Тоннель желаний - стр. 3
Пораженный, Славка замер под козырьком подъезда и стоял несколько мгновений, пока Ленка в очередной раз не размахнулась шваброй, как ледорубом, и не всадила металлический угол в стекло.
– Твою мать, – изрыгнул Славка, срываясь с места.
Куда, черт возьми, смотрят соседи – ну хоть бы кто-нибудь высунулся с балкона и пригрозил разрушительнице полицией, общественностью или божьей карой! Неужели все приклеились к телевизорам и пялятся на идиотическое шоу?
Пока он бежал к машине, часть стекла успела осыпаться мелкой крошкой внутрь салона.
Подбежав к обезумевшей валькирии, Славка поймал ручку швабры и попытался вырвать орудие – не тут-то было: Ленка была одного с ним роста, в объеме тоже не уступала. Кроме того, Славке досталась ручка, а Ленка успела ухватиться за металлическую часть, что значительно осложняло дело.
Они держались за швабру с разных концов и, раздувая ноздри, смотрели друг на друга. В этот момент Славку поразил Ленкин взгляд: он не был затуманен злобой или ненавистью – в нем лихорадочным огнем горел азарт.
…У трезвой у Таськи истерик не случалось. Трезвая Таська была невозмутима, как дверь, за что Егор величал ее парадным именем – Таис.
В запасе у Егора имелось несколько вариантов имен супруги на все случаи жизни: домашнее, бытовое, уютное – Тая. Унифицированное Тася. Интимное Тасюсик.
Тася была родом из детства, где в киосках «Союзпечать» продавались наборы фотографий актеров и актрис, где мягкими, вкусно пахнущими руками обнимала мама, где отец громким шепотом будил на рыбалку.

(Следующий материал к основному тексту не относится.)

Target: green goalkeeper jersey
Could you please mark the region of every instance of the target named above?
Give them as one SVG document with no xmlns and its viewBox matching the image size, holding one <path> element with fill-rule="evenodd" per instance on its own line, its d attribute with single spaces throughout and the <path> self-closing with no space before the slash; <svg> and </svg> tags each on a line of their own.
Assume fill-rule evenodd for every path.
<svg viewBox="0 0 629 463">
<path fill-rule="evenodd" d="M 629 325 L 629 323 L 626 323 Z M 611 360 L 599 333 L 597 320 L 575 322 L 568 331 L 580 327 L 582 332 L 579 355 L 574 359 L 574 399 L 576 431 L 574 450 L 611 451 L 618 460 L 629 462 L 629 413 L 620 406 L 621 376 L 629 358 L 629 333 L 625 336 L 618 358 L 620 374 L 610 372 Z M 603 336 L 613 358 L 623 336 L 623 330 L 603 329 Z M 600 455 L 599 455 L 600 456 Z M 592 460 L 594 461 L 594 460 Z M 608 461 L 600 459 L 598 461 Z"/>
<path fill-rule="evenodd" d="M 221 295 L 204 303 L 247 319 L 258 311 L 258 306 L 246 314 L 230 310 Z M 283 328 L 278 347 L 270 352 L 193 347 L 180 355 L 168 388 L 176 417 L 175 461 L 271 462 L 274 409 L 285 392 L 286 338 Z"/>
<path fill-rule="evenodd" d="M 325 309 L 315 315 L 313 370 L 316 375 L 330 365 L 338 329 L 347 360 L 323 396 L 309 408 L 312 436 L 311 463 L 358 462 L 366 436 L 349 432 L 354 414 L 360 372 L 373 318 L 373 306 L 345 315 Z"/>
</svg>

Тая навевала ассоциации с талым снегом, туманами и запахом пробудившейся от зимнего сна реки.
Когда Тая-Таис-Тася накапливала изрядное количество претензий или одну, но фундаментальную, она моментально преобразовывалась в Таську, потому что все претензии мужу высказывала а) в нетрезвом виде; б) сопровождая бурными рыданиями.
В обычном состоянии голосок у Таисии был нежный, как лепет младенца, а во время истерик вполне мог конкурировать с китайской пыткой ультразвуком.
Оставалось только благодарить небеса, что опорожненная бутылка вина – не такое частое явление, к тому же не каждая бутылка сопровождалась слезами и соплями, как сегодня.
От непрерывных рыданий, поднимавшихся над грудой подушек, Егор безуспешно пытался дезертировать в пасьянс.
Главное, что его добивало, – он был уверен, что не знает причину нынешнего извержения. Вот хоть убей – не знает, и все.
Вечер проходил как обычно. Ужин готовили вместе – Егор любил, когда вокруг него все вертелось. Сколько бы народу ни было рядом, всем находилось дело. В такие мгновения Егор очень напоминал дядюшку Поджера из «Трое в лодке…», когда тот прибивает картину.